As in a newsstand, every publication is there that shouts, with its cover, “take me, take me”, in the augmented reality of the virtual world, each image is a cover, each would like to be, at least ideally, the one that in jargon Press journalism is called a “page stopper”, which is entrusted with the task of capturing the attention of the possible reader. Simply buying the newspaper today is equivalent to clicking on the profile of someone who has published a photograph we like and going to visit its site.
On the other side of the communication flow, on the side of those who explore the covers of digital newsstands, that is, those who scroll through the images from their smart phone – which is the main support of digital culture and its exponential flow of images – many are the “vision” constraints.

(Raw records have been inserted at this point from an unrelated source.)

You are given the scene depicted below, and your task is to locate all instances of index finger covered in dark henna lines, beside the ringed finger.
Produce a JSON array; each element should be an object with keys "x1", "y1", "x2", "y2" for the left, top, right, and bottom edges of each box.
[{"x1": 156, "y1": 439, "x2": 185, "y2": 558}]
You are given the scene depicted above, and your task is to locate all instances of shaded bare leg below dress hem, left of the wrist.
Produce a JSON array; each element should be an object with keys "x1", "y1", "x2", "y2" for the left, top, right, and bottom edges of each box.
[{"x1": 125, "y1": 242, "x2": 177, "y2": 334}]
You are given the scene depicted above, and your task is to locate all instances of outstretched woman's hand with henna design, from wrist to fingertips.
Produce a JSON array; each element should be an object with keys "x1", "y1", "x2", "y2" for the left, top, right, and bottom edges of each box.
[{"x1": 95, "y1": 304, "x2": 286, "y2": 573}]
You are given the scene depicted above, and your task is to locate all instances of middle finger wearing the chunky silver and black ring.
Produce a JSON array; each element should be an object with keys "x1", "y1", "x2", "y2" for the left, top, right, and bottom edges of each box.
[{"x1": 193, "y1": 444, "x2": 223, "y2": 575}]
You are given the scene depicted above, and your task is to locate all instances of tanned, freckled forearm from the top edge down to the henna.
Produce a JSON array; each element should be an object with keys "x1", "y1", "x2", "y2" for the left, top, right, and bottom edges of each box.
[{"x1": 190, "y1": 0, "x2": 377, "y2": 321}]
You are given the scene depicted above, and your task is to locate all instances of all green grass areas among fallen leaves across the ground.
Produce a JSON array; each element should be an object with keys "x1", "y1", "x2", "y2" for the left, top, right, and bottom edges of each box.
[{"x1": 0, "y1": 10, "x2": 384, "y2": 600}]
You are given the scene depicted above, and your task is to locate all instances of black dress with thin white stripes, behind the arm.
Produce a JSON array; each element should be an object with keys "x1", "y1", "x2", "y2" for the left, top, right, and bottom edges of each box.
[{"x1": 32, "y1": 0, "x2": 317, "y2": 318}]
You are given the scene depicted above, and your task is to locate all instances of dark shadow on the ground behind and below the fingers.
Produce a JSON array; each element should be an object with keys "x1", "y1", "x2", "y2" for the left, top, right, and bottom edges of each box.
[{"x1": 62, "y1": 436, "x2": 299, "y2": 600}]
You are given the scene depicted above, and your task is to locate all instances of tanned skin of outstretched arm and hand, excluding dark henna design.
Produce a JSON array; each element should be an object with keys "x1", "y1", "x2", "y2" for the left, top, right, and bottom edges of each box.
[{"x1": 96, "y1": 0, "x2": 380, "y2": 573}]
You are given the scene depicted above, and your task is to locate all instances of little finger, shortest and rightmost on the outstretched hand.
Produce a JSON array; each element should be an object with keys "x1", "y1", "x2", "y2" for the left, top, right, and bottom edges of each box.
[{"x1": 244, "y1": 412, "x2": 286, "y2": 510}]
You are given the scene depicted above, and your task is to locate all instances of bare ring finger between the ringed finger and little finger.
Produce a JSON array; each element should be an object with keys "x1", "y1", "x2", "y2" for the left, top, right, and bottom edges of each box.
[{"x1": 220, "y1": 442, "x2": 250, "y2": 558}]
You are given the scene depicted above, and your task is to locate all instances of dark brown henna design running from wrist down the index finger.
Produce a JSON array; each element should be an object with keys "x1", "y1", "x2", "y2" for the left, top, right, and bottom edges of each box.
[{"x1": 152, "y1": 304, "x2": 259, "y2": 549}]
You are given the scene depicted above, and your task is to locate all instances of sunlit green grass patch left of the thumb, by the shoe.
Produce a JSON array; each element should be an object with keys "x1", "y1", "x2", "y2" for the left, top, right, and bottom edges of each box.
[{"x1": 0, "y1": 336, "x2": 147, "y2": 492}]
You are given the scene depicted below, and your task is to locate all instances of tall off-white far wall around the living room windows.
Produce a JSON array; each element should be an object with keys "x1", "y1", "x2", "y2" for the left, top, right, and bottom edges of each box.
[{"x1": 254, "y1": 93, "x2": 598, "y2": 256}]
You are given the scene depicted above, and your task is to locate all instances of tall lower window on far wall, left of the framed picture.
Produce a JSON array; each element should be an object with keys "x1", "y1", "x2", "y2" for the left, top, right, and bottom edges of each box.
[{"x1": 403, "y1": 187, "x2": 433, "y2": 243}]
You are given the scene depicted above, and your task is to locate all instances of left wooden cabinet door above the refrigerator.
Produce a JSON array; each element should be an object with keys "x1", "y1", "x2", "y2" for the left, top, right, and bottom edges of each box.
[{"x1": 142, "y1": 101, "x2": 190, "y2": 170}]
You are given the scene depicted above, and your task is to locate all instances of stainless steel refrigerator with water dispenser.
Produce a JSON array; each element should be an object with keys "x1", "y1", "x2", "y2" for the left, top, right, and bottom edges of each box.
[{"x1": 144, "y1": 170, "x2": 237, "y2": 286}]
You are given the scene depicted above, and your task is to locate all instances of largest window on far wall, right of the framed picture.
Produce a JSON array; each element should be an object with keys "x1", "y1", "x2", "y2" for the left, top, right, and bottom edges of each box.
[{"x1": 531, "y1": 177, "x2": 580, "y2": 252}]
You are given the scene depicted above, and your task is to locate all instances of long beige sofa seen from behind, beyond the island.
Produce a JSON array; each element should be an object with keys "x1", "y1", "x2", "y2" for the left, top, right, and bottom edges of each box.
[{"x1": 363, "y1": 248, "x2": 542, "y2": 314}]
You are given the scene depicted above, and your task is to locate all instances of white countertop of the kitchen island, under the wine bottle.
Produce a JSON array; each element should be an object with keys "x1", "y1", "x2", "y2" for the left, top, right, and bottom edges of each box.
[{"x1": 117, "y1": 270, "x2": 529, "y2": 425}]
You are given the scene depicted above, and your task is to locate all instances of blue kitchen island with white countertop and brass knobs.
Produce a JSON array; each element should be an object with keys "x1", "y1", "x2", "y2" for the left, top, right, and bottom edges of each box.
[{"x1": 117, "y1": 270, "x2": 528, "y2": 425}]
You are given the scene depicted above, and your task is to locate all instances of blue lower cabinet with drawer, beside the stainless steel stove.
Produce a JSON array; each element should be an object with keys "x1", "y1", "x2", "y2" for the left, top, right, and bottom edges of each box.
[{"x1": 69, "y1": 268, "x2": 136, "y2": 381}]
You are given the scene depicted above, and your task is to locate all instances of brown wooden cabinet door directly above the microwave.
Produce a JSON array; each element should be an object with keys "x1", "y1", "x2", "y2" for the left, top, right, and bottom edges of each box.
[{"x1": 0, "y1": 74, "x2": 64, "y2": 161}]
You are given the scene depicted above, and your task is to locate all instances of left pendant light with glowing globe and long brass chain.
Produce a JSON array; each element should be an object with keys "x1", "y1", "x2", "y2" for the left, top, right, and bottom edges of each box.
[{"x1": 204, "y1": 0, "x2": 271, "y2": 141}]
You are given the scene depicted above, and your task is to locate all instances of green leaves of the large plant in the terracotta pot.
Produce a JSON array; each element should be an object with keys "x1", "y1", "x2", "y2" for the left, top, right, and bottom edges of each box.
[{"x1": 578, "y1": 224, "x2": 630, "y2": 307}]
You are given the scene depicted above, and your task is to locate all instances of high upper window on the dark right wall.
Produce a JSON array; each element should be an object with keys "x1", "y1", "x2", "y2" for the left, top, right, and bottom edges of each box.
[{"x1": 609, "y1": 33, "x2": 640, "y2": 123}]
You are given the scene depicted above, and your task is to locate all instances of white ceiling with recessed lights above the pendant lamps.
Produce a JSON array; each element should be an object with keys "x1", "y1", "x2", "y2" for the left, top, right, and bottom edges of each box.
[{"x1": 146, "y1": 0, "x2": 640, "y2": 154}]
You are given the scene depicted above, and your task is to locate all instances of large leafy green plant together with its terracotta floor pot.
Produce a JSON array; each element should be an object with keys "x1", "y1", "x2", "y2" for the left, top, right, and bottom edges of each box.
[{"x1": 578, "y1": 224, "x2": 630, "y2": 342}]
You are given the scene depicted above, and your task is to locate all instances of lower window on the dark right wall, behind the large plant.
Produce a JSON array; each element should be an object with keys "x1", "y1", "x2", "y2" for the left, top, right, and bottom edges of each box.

First of all, the dimensions: however large a smart phone may be, it will always be smaller than a magazine, a book, a computer or a photographic print. Then time: the gaze remains on an image no more than 0.05 seconds before resuming the scroll.

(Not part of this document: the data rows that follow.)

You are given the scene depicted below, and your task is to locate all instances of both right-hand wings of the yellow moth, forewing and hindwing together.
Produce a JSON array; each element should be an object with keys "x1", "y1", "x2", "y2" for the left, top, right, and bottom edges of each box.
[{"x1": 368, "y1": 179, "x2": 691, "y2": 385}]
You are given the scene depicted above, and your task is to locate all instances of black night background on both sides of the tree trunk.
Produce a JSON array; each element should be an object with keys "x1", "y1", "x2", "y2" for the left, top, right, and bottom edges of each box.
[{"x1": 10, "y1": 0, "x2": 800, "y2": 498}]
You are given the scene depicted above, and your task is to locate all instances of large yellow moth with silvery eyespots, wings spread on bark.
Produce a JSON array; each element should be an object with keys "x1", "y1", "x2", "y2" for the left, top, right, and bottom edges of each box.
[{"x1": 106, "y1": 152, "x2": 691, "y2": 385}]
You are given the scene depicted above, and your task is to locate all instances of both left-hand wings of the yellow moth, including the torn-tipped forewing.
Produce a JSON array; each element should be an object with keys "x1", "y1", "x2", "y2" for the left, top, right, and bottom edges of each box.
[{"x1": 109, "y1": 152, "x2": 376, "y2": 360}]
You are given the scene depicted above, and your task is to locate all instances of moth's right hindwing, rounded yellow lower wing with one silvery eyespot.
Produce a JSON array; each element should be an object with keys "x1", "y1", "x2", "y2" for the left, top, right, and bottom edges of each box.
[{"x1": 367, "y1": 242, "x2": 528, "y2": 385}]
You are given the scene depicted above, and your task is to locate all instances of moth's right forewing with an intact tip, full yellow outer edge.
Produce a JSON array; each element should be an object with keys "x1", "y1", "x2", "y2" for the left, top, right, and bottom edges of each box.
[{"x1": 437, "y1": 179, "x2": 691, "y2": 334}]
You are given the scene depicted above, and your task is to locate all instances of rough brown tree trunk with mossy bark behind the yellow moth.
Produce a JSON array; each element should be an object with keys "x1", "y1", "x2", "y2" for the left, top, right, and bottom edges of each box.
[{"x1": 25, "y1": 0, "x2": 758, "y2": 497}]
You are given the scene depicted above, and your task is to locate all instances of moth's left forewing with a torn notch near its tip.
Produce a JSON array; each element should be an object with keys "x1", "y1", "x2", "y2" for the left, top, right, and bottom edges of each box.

These premises could make us think that, for example, in an image with a person, we could more easily be attracted to a face or a 3⁄4 figure rather than a whole figure, here is another analogy with magazine covers .

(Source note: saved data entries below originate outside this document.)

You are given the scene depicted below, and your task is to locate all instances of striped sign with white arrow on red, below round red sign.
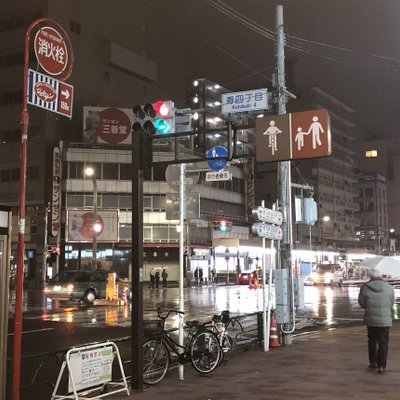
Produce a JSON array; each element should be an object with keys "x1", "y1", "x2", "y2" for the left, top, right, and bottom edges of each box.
[{"x1": 28, "y1": 69, "x2": 74, "y2": 118}]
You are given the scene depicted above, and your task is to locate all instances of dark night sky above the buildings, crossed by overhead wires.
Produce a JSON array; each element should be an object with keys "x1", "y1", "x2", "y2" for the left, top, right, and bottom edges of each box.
[{"x1": 176, "y1": 0, "x2": 400, "y2": 137}]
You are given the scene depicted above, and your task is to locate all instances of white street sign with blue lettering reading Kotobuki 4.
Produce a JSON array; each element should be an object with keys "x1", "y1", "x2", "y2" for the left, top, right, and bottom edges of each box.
[{"x1": 221, "y1": 89, "x2": 268, "y2": 114}]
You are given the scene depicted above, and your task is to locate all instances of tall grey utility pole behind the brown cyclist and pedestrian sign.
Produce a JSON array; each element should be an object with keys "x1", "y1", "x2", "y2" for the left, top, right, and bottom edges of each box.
[{"x1": 276, "y1": 5, "x2": 294, "y2": 345}]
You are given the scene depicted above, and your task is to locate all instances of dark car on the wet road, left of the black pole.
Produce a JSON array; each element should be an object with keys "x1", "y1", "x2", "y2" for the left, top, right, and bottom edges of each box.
[{"x1": 43, "y1": 270, "x2": 132, "y2": 304}]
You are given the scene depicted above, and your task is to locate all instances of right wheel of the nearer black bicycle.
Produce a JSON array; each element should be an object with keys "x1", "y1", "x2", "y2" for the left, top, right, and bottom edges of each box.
[{"x1": 190, "y1": 331, "x2": 222, "y2": 374}]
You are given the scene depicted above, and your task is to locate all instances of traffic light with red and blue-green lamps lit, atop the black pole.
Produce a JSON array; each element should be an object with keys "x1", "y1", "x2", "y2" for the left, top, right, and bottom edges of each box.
[{"x1": 132, "y1": 100, "x2": 175, "y2": 135}]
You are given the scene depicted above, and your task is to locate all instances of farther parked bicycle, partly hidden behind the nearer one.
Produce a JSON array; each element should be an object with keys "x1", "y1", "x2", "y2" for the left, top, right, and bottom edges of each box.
[{"x1": 212, "y1": 310, "x2": 243, "y2": 365}]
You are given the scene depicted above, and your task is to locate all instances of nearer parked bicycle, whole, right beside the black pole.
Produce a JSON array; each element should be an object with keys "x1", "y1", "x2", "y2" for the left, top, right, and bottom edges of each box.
[{"x1": 143, "y1": 309, "x2": 223, "y2": 385}]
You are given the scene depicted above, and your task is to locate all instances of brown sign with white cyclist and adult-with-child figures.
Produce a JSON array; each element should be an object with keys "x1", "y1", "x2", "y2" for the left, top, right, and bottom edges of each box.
[{"x1": 256, "y1": 109, "x2": 332, "y2": 162}]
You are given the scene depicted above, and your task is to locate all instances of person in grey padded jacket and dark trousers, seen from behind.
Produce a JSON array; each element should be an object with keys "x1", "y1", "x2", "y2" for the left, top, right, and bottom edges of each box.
[{"x1": 358, "y1": 269, "x2": 394, "y2": 374}]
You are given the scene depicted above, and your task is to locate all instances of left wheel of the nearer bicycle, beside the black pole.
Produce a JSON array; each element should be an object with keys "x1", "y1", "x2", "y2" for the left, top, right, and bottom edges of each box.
[{"x1": 143, "y1": 339, "x2": 169, "y2": 385}]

And if from the cover that is par excellence “La Fotografia”, the first visible of a newspaper, the most important, we expect – in a word – that it is WOW! How will the small images that flow on our smart phones be to attract our attention?
And in fact WOW is the most frequent comment on social media, to express amazement, wonder, a simple, immediate and explanatory word, quite visually beautiful in itself and which works in practically all languages.
For this WOW! is the intentionally ambiguous and pop title of one of the Base exhibitions of the next edition of PVF.
The WOW! it can be aroused by an image of any photographic genre, from portrait to landscape, from fashion to photojournalism, it is ecumenical and democratic: a selfie can be WOW! like a photograph of an author.
With the 2020 edition of PVF we would therefore like to open a dialogue on the state of photography, to ask ourselves if and how the changes we have spoken about are influencing the aesthetics and content of the images.
Undoubtedly we are in the presence of ever greater stimuli to seek new languages, to experiment and transform visual communication, and most likely many photographers feel, more or less consciously driven to seek WOW photography! by composition, subject, pose, perspective, lights, colors, technique, etc. .
But it is also true that the amazement for each new aesthetic scenario is getting faster and faster – just think of how quickly we got used to photos and videos taken with drones -; however much we can push the photographic construction on a factor whose half-life is always shorter? Is this search for the surprising at all costs addicting us? is it itself homologating? Where is the saturation point? And what will be after the Wow?
But these are not the only and not the most uncomfortable of questions. There are others, and very delicate. What will be the future scenarios and the ethical and even political implications of this increasingly driven production of images? How can we, in this sea of images, identify the most significant, powerful and original, non-conformist works? How to discern them in the mass of images and how and what to keep?
As we know, each archive is a place of conservation, but of something that has been selected and organized. There is no archive without sorting and choice. But now, in the cloud databases, we take note of a non-archival (unorganized) conservation, the extent of which is difficult to imagine in the physical world, to the point that, “If you do nothing else than looking at images, you would need 587 days to see all the photos produced on Earth in a single day “. How to move in this infinite space of data is not only not obvious, but is at the same time the exciting challenge of the coming decades.
WOW! – Photography in the age of the attention economy – therefore wants to be an open reflection on the current state of photography, at the time of attention span and image flood. A reflection capable of accounting for its ethical and aesthetic evolution, and the wealth and dangers that run through the field.